Carbon quantum dots anchoring MnO2/graphene aerogel exhibits excellent performance as electrode materials for supercapacitor

Abstract

Manganese oxides/graphene composite material has become regarded as a highly promising electrode material for high-performance supercapacitors. However, some shortages such as low bonding strength and poor stability are faced to solve. In this work, carbon quantum dots serve as the bridge for connecting MnO2 and graphene, which contribute to synthesize the stable MnO2/carbon quantum dots/graphene composite aerogel. Due to the connection function of CQDs the stable combinations are formed between MnO2 nanoparticles and graphene nanosheets. Subsequently, the composite aerogel as-fabricated has the three-dimensional net structure, indicating a large specific surface area and abundant electron transport pathways. The MnO2/CQDs/GA electrode exhibits excellent electrochemical performance as compared to those of MnO2/GA and MnO2/G that are synthesized without the addition of CQDs.
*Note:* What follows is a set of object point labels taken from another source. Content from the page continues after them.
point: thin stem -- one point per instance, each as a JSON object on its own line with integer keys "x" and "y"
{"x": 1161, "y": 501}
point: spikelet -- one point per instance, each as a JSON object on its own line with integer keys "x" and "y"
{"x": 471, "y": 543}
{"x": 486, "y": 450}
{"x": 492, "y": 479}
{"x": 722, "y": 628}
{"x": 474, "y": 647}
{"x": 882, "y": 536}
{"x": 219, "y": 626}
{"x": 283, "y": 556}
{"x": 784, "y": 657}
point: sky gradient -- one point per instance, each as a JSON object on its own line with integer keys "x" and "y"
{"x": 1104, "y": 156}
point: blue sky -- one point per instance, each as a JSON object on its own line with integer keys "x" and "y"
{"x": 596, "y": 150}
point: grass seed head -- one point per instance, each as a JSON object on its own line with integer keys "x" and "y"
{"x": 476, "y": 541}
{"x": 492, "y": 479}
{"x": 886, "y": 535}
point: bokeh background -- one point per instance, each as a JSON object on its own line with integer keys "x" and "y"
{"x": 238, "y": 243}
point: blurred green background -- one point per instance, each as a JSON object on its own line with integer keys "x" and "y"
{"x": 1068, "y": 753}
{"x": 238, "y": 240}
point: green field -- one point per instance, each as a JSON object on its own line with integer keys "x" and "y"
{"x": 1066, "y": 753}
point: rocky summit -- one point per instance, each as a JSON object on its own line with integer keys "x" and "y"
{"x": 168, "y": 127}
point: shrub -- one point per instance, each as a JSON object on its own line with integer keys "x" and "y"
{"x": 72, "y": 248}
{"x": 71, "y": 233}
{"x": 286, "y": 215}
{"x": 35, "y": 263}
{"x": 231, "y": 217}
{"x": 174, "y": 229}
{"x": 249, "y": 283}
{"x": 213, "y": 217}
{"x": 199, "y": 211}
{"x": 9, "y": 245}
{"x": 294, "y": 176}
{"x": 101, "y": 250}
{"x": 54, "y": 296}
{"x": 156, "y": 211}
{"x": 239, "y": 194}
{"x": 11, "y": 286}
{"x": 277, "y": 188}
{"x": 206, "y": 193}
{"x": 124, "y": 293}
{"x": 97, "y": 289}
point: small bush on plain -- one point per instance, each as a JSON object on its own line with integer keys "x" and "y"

This composite electrode displays high specific capacitance of 721 F g-1 at 1 A g−1, good rate capability of 89.2% capacitance retention at 20 A g−1 and remarkable cycle stability of 92.3% capacitance retention after 10,000 at 10 A g−1. Moreover, the MnO2/CQDs/GA is quite stable and has preeminent electrochemical performance, which demonstrates the great potential for the development of high-performance supercapacitors.